Facing Ali, the documentary by Pete McCormack, brings us through the entire professional career of the man who floats like a butterfly and stings like a bee, and he certainly does. Through stock footage of bouts in the ring across the globe, "thrash talking" prior to games which brings us plenty of quotable quotes, and television interviews, we get to witness, as will others generation after generation, of a man who's the epitome of a fighter, possessing incredible speed in his footwork and dexterity with his punches, a body built to withstand intense punishment as dished out by opponents, with endless stamina to survive 15 rounds and surprising rivals with a sustained spurt of energized barrage of blows toward the end.
If you're interested in his life story, then you probably will be better off with biopics like Michael Mann's Ali which starred a bulked up Will Smith in the titular role. Here, we get the profile of the fighter through no less than 10 of his renowned, luminous rivals with whom shared sometimes one, two or even three separate matches throughout his entire career spanning more than two decades. It's full on talking heads, and through the relentless focus on building their back stories and gathering their recollections, thoughts and experiences fighting with The Greatest, we learn more of the man who has earned the respect of his professional peers, and I dare say almost all of whom have some form of reverence in the way the fights of their lives have shaped their personal and professional lives for the better. In many ways, we learn of Ali's immense influence and it is exactly these testimonials that genuinely reinforced his legendary status as the best the sport had ever to offer.
But in order to make this a fuller documentary, we also touch on the inevitable milestones in Ali's life, such as the influences on him in terms of politics with Malcolm X and religion through Elijah Muhammad, and how his refusal to be drafted for the Vietnam War since he doesn't have a fight with the Viet Congs, meant being banned and stripped of his title for years. But with stuff of what legends are made of, Ali still showed that he has what he takes as he went on to wrestle the championship back after that long a lay off, not forgetting that age is an inevitable enemy in this brutal contact sport.

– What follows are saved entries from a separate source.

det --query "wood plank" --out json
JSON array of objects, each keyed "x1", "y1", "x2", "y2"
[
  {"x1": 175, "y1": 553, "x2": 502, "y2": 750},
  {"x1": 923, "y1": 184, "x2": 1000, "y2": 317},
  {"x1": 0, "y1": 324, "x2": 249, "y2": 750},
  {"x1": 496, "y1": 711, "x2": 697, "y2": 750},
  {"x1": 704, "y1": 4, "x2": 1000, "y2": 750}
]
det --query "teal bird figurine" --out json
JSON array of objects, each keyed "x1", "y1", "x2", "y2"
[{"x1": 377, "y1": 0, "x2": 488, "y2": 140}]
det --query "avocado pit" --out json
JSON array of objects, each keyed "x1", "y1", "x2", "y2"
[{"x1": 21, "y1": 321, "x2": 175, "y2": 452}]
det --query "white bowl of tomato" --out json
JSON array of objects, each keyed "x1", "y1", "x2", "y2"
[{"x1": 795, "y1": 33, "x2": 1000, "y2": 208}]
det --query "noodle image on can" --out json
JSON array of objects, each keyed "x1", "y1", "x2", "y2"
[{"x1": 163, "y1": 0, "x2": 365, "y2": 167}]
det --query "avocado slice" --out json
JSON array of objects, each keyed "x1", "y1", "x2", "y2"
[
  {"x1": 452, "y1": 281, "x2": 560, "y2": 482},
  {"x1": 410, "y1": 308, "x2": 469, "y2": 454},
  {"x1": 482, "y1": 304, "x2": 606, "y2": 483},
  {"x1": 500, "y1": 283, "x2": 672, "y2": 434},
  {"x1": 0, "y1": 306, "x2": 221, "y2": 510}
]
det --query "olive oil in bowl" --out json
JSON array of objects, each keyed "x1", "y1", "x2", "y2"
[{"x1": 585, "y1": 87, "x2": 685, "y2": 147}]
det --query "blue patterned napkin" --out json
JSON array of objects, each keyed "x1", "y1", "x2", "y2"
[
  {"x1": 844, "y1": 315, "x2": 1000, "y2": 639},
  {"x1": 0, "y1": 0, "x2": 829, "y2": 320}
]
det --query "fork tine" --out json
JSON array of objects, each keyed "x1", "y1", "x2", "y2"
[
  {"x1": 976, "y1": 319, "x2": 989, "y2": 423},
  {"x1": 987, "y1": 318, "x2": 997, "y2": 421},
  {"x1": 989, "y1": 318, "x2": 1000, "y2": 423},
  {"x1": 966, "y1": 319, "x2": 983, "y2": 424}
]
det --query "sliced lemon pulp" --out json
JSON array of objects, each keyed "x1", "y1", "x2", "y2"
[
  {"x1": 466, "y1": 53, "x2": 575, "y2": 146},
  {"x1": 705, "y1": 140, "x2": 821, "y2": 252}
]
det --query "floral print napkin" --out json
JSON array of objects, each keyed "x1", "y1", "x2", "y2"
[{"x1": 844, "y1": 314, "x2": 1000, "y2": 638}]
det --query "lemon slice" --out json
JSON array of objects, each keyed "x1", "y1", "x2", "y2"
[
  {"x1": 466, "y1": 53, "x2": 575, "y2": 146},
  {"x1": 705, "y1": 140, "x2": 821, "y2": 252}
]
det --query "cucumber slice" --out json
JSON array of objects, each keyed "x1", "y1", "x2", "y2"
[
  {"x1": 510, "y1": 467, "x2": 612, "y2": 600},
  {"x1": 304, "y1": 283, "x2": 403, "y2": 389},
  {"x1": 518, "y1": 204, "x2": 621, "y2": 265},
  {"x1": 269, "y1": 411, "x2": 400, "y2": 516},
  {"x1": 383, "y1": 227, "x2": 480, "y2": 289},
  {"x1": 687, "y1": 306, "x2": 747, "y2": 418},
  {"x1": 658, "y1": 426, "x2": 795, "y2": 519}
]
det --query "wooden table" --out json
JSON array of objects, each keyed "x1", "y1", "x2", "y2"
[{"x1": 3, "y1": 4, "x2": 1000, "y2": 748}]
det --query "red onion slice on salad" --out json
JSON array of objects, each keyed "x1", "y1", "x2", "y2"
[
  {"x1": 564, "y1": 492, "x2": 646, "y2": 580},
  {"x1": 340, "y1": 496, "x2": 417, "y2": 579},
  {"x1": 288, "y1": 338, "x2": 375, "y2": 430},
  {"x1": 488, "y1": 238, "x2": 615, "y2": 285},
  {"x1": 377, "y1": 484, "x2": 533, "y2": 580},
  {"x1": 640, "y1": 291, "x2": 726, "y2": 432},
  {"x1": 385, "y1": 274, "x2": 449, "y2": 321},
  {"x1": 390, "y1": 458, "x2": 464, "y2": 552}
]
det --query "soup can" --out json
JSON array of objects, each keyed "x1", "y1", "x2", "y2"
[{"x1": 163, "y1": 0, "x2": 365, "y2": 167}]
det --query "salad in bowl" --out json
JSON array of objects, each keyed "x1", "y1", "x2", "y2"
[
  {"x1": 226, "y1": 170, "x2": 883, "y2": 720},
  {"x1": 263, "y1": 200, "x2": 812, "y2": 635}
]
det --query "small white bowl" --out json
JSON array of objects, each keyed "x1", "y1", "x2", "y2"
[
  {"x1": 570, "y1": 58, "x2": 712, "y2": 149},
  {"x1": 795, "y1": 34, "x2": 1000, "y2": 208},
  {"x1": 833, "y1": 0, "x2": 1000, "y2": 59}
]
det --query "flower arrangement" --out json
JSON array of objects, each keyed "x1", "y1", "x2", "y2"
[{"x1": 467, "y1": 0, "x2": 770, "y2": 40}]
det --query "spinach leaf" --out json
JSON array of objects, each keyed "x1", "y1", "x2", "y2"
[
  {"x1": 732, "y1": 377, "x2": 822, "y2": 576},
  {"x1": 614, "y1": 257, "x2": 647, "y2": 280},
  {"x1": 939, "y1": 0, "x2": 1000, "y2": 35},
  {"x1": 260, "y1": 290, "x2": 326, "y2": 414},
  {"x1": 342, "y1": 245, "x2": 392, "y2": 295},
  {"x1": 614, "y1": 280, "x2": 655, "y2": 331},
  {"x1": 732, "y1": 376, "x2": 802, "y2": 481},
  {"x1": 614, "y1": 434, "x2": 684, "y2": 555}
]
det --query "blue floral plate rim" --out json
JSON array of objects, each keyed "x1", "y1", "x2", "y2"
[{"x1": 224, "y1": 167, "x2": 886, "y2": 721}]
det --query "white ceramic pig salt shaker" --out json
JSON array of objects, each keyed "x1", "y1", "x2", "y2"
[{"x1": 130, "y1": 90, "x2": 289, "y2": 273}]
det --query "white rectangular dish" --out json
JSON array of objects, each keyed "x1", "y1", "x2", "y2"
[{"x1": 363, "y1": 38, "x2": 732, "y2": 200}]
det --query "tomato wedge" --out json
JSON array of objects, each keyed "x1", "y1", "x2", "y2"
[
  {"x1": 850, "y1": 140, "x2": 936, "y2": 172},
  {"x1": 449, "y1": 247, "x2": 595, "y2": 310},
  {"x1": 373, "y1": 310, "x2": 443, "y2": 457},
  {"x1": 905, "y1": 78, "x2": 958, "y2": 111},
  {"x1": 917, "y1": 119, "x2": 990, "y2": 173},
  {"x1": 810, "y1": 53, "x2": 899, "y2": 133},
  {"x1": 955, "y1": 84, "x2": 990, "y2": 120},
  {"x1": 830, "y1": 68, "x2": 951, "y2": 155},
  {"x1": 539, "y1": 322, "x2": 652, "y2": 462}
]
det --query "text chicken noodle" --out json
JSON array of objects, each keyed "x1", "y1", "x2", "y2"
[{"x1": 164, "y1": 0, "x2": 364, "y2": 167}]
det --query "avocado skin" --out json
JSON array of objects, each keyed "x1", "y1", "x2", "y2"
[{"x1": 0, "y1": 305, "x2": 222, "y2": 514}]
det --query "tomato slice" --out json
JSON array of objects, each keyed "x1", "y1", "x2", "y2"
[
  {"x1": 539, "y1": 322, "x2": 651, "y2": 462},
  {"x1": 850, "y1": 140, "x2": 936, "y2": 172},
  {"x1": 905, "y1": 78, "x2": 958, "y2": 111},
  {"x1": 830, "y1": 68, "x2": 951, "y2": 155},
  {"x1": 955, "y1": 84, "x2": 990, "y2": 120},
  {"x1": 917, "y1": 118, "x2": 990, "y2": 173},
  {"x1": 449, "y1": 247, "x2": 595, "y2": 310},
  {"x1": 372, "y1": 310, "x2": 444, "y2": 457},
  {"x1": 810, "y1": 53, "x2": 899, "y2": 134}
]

And with documentaries, you'd almost always learn something new. For me, I've always wondered why boxers or wrestlers tend to prefer hugging their opponents whenever possible. Then it was mentioned in passing that doing so wears out the opponent. And it makes some sense, since the sportsmen weigh quite a bit, and resting that weight on someone else who has to stay on his foot and not buckle under those kilos thrown at him, just tests endurance and muscle strength. Now I know, as do I bear witness through archival footage of Ali in action over the years in one sitting, the strategy Ali takes in beating his opponents, compensating the lack of speed later with sly experience in taking on younger challengers, and how sometimes this sport can be dirty through throwing of games or through managers throwing in the towel, sometimes with good intentions though to discontinue the punishment and damage any athlete can take.
Pete McCormack also made the recollections of fights here interesting not only through stock footage but by having more than one of the peers of the time, apart from the fighter involved in the specific fight, share their insights to the same bout under highlight. Under certain circumstances some won't admit to losing until now, especially those who lost to Ali through decisions of judges, so I guess some bruised ego is still in place. And ego is something Ali had in abundance as he adopts a rather arrogant attitude brought into each pre-fight, which you can either call showmanship, or the use of psychology to rile the opponent.
It's quite the downer as the film wore on toward the end and the inevitable, where the curtains finally came down on someone's illustrious career, and in some ways the lessons learnt in knowing when to call it quits, though 8 million dollars to make a come back isn't something that everyone can walk away from. Still, McCormack's documentary is paced evenly and builds up the legend in a somewhat different fashion, relying on peers and rivals to pay tribute to one of the greatest sportsman of all time in the boxing arena. Recommended for fans and definitely a great jumping point into knowing more about Muhammad Ali and the sport he excelled in.